Os hábitos que nós adultos temos influenciam nossos jovens e se vivemos em uma sociedade que não lê, não discute política, não segue regras mínimas de convivência e se afunda em corrupção temos todos os motivos do mundo para termos uma juventude apática e gastadora de pulsões de vida com tolices e coisas não importantes. Nesse sentido, a desestrutura familiar não é algo que se liga apenas à falta de disciplina, mas à falta de tudo, inclusive direitos humanos básicos, como bem apontada Antônio Cândido em seu “Direito à Literatura”. Estruturar famílias perpassa por estruturar uma sociedade, oportunizar coisas como emprego, renda, cultura e leitura. Por mais que se argumente que sociedades como a Alemanha nazista eram sociedades cultas e eruditas, não devemos deixar de focar na leitura como instrumento de entendimento da realidade e um hábito que refina e fortalece nosso mundo emocional ao mesmo tempo que garante a possibilidade de desenvolvimento de uma sociedade mais cheia de empatia e de capacidade de diálogo.

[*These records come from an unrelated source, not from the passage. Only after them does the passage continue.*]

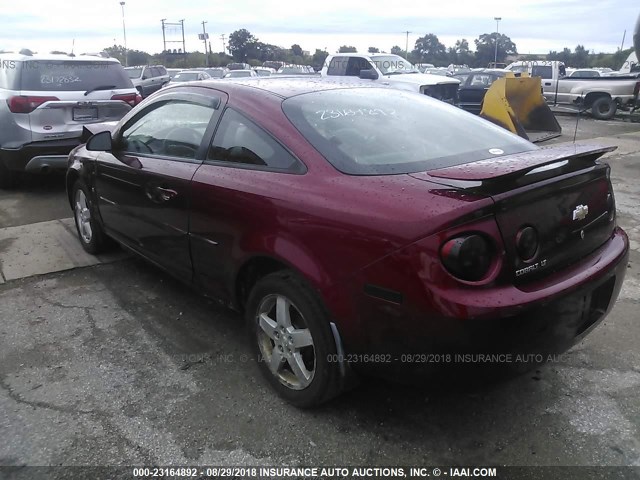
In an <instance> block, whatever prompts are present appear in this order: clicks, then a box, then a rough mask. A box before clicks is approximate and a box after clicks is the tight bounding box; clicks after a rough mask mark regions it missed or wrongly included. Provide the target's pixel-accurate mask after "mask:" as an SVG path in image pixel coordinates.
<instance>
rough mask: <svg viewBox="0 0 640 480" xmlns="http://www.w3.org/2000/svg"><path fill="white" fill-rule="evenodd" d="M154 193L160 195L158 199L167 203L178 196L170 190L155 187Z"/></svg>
mask: <svg viewBox="0 0 640 480" xmlns="http://www.w3.org/2000/svg"><path fill="white" fill-rule="evenodd" d="M156 191H157V192H158V193H159V194H160V199H161V200H163V201H165V202H168V201H169V200H171V199H172V198H175V197H177V196H178V192H176V191H175V190H171V189H170V188H163V187H156Z"/></svg>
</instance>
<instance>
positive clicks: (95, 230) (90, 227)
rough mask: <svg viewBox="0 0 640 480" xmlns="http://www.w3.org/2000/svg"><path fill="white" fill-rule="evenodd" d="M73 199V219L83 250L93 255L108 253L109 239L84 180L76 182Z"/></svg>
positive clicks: (73, 188) (75, 184) (88, 189)
mask: <svg viewBox="0 0 640 480" xmlns="http://www.w3.org/2000/svg"><path fill="white" fill-rule="evenodd" d="M71 198H72V199H73V218H74V219H75V224H76V231H77V232H78V239H79V240H80V244H81V245H82V248H84V249H85V251H86V252H87V253H91V254H93V255H96V254H98V253H102V252H104V251H106V250H107V249H108V247H109V243H110V242H109V239H108V237H107V236H106V235H105V233H104V231H103V229H102V226H101V225H100V222H99V221H98V219H97V211H96V208H95V206H94V205H93V202H92V200H91V196H90V195H89V189H88V188H87V186H86V185H85V183H84V182H83V181H82V180H76V183H75V184H74V185H73V195H72V197H71Z"/></svg>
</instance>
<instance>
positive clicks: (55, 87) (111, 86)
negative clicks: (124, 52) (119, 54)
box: [20, 60, 133, 92]
mask: <svg viewBox="0 0 640 480" xmlns="http://www.w3.org/2000/svg"><path fill="white" fill-rule="evenodd" d="M20 73H21V75H20V77H21V82H20V83H21V85H20V88H21V90H34V91H43V92H54V91H65V92H67V91H87V90H91V89H92V88H96V87H107V86H109V87H110V88H113V89H121V88H133V85H132V83H131V80H130V79H129V77H127V74H126V73H125V71H124V68H122V65H120V64H119V63H114V62H91V61H86V62H85V61H81V62H80V61H64V60H62V61H60V60H30V61H26V62H21V65H20Z"/></svg>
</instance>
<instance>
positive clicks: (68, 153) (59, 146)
mask: <svg viewBox="0 0 640 480" xmlns="http://www.w3.org/2000/svg"><path fill="white" fill-rule="evenodd" d="M78 145H80V138H71V139H64V140H50V141H47V142H34V143H28V144H26V145H23V146H22V147H20V148H16V149H9V148H2V149H0V159H1V161H3V162H4V164H5V166H6V167H7V168H8V169H9V170H13V171H29V172H43V171H46V170H53V169H56V170H57V169H61V170H64V169H66V168H67V157H68V155H69V152H70V151H71V150H73V149H74V148H75V147H77V146H78Z"/></svg>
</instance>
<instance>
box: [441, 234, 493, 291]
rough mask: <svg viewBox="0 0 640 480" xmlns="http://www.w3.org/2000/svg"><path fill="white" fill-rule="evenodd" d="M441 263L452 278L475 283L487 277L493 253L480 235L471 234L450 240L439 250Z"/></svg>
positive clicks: (488, 242)
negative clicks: (451, 275) (451, 276)
mask: <svg viewBox="0 0 640 480" xmlns="http://www.w3.org/2000/svg"><path fill="white" fill-rule="evenodd" d="M440 257H441V258H442V263H443V264H444V266H445V267H446V268H447V270H448V271H449V273H451V274H452V275H453V276H454V277H457V278H459V279H461V280H465V281H468V282H477V281H479V280H482V279H483V278H485V277H486V276H487V273H488V272H489V269H490V267H491V265H492V263H493V258H494V251H493V248H492V246H491V244H490V243H489V241H488V240H487V239H486V238H485V237H483V236H482V235H477V234H471V235H464V236H460V237H456V238H452V239H451V240H448V241H447V242H445V244H444V245H442V248H441V249H440Z"/></svg>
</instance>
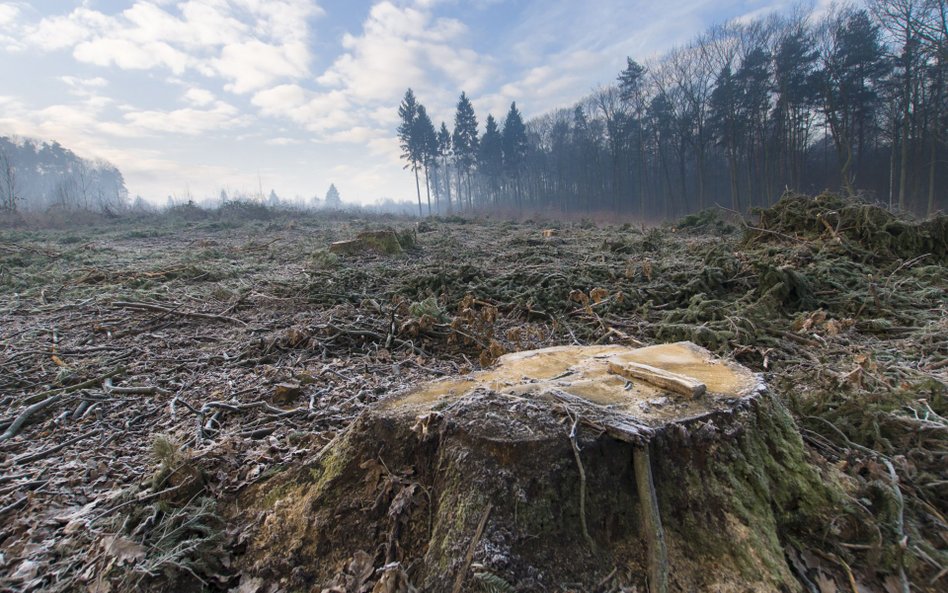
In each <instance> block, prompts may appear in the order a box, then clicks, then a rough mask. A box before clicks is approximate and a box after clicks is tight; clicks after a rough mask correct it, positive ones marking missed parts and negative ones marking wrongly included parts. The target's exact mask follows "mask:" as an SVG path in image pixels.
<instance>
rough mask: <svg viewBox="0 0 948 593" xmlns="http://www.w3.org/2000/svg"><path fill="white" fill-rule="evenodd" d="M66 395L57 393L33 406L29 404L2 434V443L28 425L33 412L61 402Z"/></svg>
mask: <svg viewBox="0 0 948 593" xmlns="http://www.w3.org/2000/svg"><path fill="white" fill-rule="evenodd" d="M65 396H66V394H65V393H57V394H56V395H52V396H50V397H48V398H46V399H44V400H43V401H41V402H38V403H35V404H33V405H32V406H28V407H27V408H26V409H25V410H23V411H22V412H20V415H19V416H17V417H16V420H14V421H13V423H12V424H10V427H9V428H7V430H6V432H4V433H3V434H0V443H2V442H3V441H7V440H10V439H12V438H13V437H15V436H16V435H18V434H19V433H20V431H21V430H23V427H24V426H25V425H26V421H27V420H29V419H30V416H32V415H33V414H35V413H37V412H40V411H42V410H45V409H46V408H48V407H51V406H53V405H54V404H56V403H59V401H60V400H62V399H63V398H64V397H65Z"/></svg>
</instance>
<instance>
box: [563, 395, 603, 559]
mask: <svg viewBox="0 0 948 593" xmlns="http://www.w3.org/2000/svg"><path fill="white" fill-rule="evenodd" d="M566 413H567V414H569V410H568V409H567V411H566ZM578 427H579V414H577V415H576V416H575V417H574V418H573V426H572V427H571V428H570V431H569V444H570V445H572V447H573V457H575V458H576V467H577V468H578V469H579V525H580V528H581V529H582V531H583V539H585V540H586V543H587V544H588V545H589V550H590V551H591V552H595V550H596V543H595V542H594V541H593V539H592V536H590V535H589V527H588V525H586V468H585V467H583V460H582V458H581V457H580V456H579V437H578V436H577V428H578Z"/></svg>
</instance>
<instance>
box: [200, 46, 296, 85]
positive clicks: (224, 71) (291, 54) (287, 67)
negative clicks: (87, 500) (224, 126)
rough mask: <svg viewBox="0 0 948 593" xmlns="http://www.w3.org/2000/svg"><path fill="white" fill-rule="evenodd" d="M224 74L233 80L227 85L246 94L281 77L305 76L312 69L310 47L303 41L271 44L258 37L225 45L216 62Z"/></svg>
mask: <svg viewBox="0 0 948 593" xmlns="http://www.w3.org/2000/svg"><path fill="white" fill-rule="evenodd" d="M213 67H214V68H215V69H216V70H217V71H218V72H220V73H221V75H222V76H223V77H224V78H226V79H229V80H231V81H233V82H232V83H230V84H228V85H227V86H226V87H225V88H226V89H227V90H228V91H232V92H234V93H238V94H241V93H246V92H248V91H252V90H255V89H259V88H262V87H264V86H266V85H268V84H270V83H272V82H273V81H274V80H277V79H279V78H302V77H304V76H306V74H307V73H308V72H309V50H308V49H307V48H306V45H305V44H303V43H301V42H293V43H287V44H284V45H270V44H267V43H263V42H262V41H258V40H256V39H253V40H250V41H245V42H241V43H232V44H229V45H226V46H224V49H223V50H222V51H221V56H220V58H218V59H217V60H214V61H213Z"/></svg>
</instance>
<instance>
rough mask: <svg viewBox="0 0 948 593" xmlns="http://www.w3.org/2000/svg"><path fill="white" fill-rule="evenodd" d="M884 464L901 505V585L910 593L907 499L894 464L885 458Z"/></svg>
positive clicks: (899, 536) (903, 590) (896, 499)
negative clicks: (905, 561)
mask: <svg viewBox="0 0 948 593" xmlns="http://www.w3.org/2000/svg"><path fill="white" fill-rule="evenodd" d="M882 463H884V464H885V467H886V469H888V470H889V480H890V481H891V482H892V493H893V494H895V500H896V502H897V503H898V505H899V513H898V515H897V516H896V523H895V528H896V530H897V531H898V533H899V542H898V546H899V551H898V556H897V557H898V561H899V584H900V586H901V588H902V593H909V581H908V576H906V574H905V549H906V548H907V547H908V537H907V536H906V535H905V499H904V498H903V497H902V488H900V487H899V476H898V474H896V473H895V468H894V467H892V462H891V461H889V460H888V459H885V458H883V460H882Z"/></svg>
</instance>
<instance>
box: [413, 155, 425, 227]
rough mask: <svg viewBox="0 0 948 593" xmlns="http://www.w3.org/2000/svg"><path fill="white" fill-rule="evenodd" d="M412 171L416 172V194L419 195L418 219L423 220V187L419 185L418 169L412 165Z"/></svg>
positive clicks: (414, 165) (415, 178) (415, 188)
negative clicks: (418, 182) (421, 198)
mask: <svg viewBox="0 0 948 593" xmlns="http://www.w3.org/2000/svg"><path fill="white" fill-rule="evenodd" d="M412 169H414V170H415V193H417V194H418V218H421V217H422V216H424V213H422V211H421V186H420V185H419V184H418V167H417V166H415V165H412Z"/></svg>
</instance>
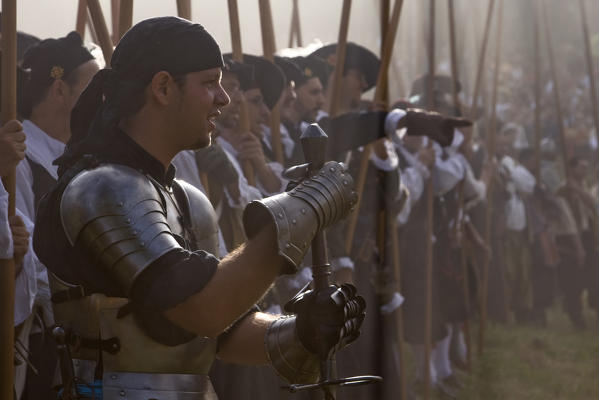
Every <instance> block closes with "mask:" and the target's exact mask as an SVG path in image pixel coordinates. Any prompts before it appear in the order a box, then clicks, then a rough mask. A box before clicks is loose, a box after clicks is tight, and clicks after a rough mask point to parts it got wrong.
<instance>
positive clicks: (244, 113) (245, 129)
mask: <svg viewBox="0 0 599 400" xmlns="http://www.w3.org/2000/svg"><path fill="white" fill-rule="evenodd" d="M228 5H229V27H230V30H231V45H232V52H233V60H235V61H237V62H243V50H242V49H243V47H242V45H241V27H240V24H239V8H238V7H237V0H228ZM238 128H239V132H249V131H250V119H249V115H248V109H247V103H246V102H245V99H244V100H243V102H242V103H241V107H240V110H239V127H238ZM241 169H242V170H243V175H244V176H245V179H247V181H248V183H249V184H250V185H252V186H256V175H255V173H254V167H253V166H252V163H251V162H249V161H244V162H243V163H242V164H241Z"/></svg>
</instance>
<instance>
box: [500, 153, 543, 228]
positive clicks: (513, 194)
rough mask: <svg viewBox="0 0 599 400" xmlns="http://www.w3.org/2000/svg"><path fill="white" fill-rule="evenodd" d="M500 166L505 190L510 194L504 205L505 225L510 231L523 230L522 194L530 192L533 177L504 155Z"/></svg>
mask: <svg viewBox="0 0 599 400" xmlns="http://www.w3.org/2000/svg"><path fill="white" fill-rule="evenodd" d="M501 167H502V168H503V170H504V171H505V172H506V174H507V177H508V182H507V185H506V190H507V191H508V192H509V194H510V198H509V199H508V201H507V203H506V205H505V217H506V227H507V228H508V229H509V230H512V231H518V232H520V231H523V230H524V229H525V228H526V224H527V222H526V208H525V207H524V201H523V200H522V194H532V192H533V191H534V187H535V184H536V179H535V177H534V176H533V175H532V174H531V173H530V172H529V171H528V170H527V169H526V168H525V167H524V166H522V165H520V164H518V163H517V162H516V161H515V160H514V159H513V158H511V157H509V156H504V157H503V158H502V159H501Z"/></svg>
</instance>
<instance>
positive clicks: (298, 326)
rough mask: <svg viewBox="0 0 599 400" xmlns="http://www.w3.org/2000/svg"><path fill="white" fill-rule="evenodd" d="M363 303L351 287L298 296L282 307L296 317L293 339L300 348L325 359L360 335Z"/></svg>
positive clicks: (337, 286) (359, 297) (363, 314)
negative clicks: (335, 351) (295, 315)
mask: <svg viewBox="0 0 599 400" xmlns="http://www.w3.org/2000/svg"><path fill="white" fill-rule="evenodd" d="M365 309H366V302H365V301H364V298H362V296H358V295H357V291H356V287H355V286H354V285H351V284H347V283H346V284H342V285H341V286H336V285H331V286H329V287H328V288H326V289H324V290H318V291H314V290H309V291H307V292H304V293H301V294H300V295H298V296H296V297H295V298H294V299H292V300H291V301H290V302H289V303H287V304H286V305H285V311H287V312H291V313H294V314H297V335H298V337H299V339H300V341H301V342H302V344H303V345H304V347H305V348H306V349H307V350H308V351H310V352H312V353H314V354H317V355H318V356H319V357H320V358H321V359H323V360H324V359H326V358H327V357H328V356H329V355H330V353H331V351H337V350H339V349H341V348H343V347H345V346H347V345H348V344H350V343H351V342H353V341H354V340H356V339H357V338H358V336H359V335H360V327H361V326H362V322H363V321H364V316H365V313H364V310H365Z"/></svg>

Uma sociedade estruturada garante cidadãos mais autônomos e capazes de refletir sobre o que vivem. Vivemos em um ambiente de profunda desigualdade e muitos de nós não conseguimos sequer refletir sobre os fatos que nos cercam. O olhar alienado naturaliza tudo e seguimos uma lógica de absorver saberes prontos e seguir uma lógica estabelecida. As escolas, ainda, são por demais tecnicistas e é interessante para diversas instâncias de poder que elas sigam assim. O tecnicismo não gera o poder de questionamento, de análise e por isso é uma forma excelente de criar seres obedientes e que cumpram perfeitamente bem suas ordens dentro do trabalho, naturalizando e até glamourizando o excesso de horas laborais para compensar uma péssima remuneração.

Muito do que falo nesse texto já envereda para um caminho mais libertador e freireano do que propriamente humanizador e renovado próximo das teses defendidas por intelectuais contemporâneos aos pioneiros como Cecília. Todavia, vejo nas duas vertentes pedagógicas elementos que se complementam no processo de desenvolvimento de uma escola que garanta liberdade de ser e de pensar aos jovens. Infelizmente, em nossa anomia, perdemos a noção da função social da escola é importante que professores repensem seus fazeres pedagógicos no intuito de fomentar essa autonomia e os pais entendam a escola não como mero depósito reprodutor das lógicas punitivas e sim como um espaço de amplo desenvolvimento humano e epistemológico.

Muitos podem achar que esse tipo de debate é abstrato por demais para as massas populares e eu diria que isso é reduzir a capacidade da “massa” e querer fugir de um trabalho importante a ser feito. É mais fácil reclamar e dizer que “alguém precisa fazer algo”, como diria Mário Sergio Cortella, porém enquanto reclamamos e não propomos ações e mudanças as estruturas de desigualdade seguem se reforçando lá fora e nossa saúde física, mental e social segue se deteriorando.

É necessário que compreendamos mais a dimensão humana de saber e pensar, de entender a realidade e por meio desse entendimento gerar ações diretas em âmbito social e individual no sentido da liberdade política cada vez maior. É preciso entender que o indivíduo se torna autônomo por meio de seus saberes e que mesmo a disciplina pode ser um elemento para a liberdade quando não imposta por discursos que negam a realidade opressora e sim tentam dar formas de superá-la, de vencê-la, pelo esforço, pela cooperação e pela criticidade. Enquanto não fizermos isso, veremos “autonomia” e “liberdade” como dois imensos palavrões, os quais na verdade deveriam ser a razão de ser toda a nossa sociedade e dos espaços onde nossos pequenos pensadores estão aprendendo a aprender.